Reply by ●September 24, 20202020-09-24
On 23/09/2020 22:05, Paul Rubin wrote:> David Brown <david.brown@hesbynett.no> writes: >> When you design a system based on a microcontroller, you pick a device >> that is as reliable as you need it to be > > That might not exist. E.g. it's common for security processors and > software to continuously self-test while running, since the user might > be trying to tamper with them. "Differential fault analysis" is a > relevant search string. The attacker does stuff like intentionally > overclock the processor in the hope of introducing errors, so they can > observe the difference between the error result and the normal result, > and infer stuff about the supposedly-secured info inside the processor. > There is no magic way to defeat these attacks, but the cpu designers do > what they can. >Security against deliberate attacks is a completely different ballgame. If you have made a system where an attacker can cause processor overclocking, and such attacks are realistic, then you need to put whatever checks, tests and mitigations are needed to deal with that situation. If there are no feasible scenarios where the processor clock can be suddenly increased to the point where hardware or software becomes unreliable, then any tests or handling of such a situation is worse than useless. You are just adding more stuff that can go wrong (or be attacked), without any benefits.

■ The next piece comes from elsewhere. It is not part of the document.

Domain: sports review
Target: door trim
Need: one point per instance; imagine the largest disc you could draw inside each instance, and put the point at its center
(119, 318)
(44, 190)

Reply by ●September 24, 20202020-09-24
On 24/09/2020 03:55, Richard Damon wrote:> On 9/23/20 10:03 AM, David Brown wrote:>> Have you ever seen microcontroller RAM that failed? It's a possibility >> for dynamic ram on PC's that is pushed to its limits for power and >> speed, and made as cheaply as possible. But for static RAM in a >> microcontroller, the risk of failures is pretty much negligible. The >> exception is if a bit is hit by a cosmic ray (or other serious >> radiation), which can flip a bit, but that won't be detected by any RAM >> test of this kind. > > I think I have seen it once, the part had gotten electrically stressed > in debugging and one of the banks of internal ram failed. We had only > put the test in because the uniit was going to be in critical > infrastructure where certain types of malfunctions could present dangers > to people in the area.Presumably you are careful about keeping the systems that developers have potentially broken separate from the systems that get delivered to customers. (Another possible cause of this kind of failure is ESD damage. Production departments are usually a lot more meticulous about ESD than developers.) If you have a system that is safety critical, you have to do an analysis of the risks of things going wrong, the consequences of those failures, and how these (risks and consequences) can be reduced or mitigated. If you figure out that static failure of the memory is a risk, then testing can be worth doing. You might also decide that ECC ram, or redundant devices, or external monitors are a better solution. There's no fixed answer.> > It is also possible that many failure might trip a watchdog that forces > a reset, and the unit then finds the fault and locks itself 'safe'. >That is definitely possible. But again, be very careful with watchdogs - watchdog handling code is rarely properly tested, because it is handling situations that don't occur. (Usually it /can/ be tested, but that does not mean it /is/ tested.)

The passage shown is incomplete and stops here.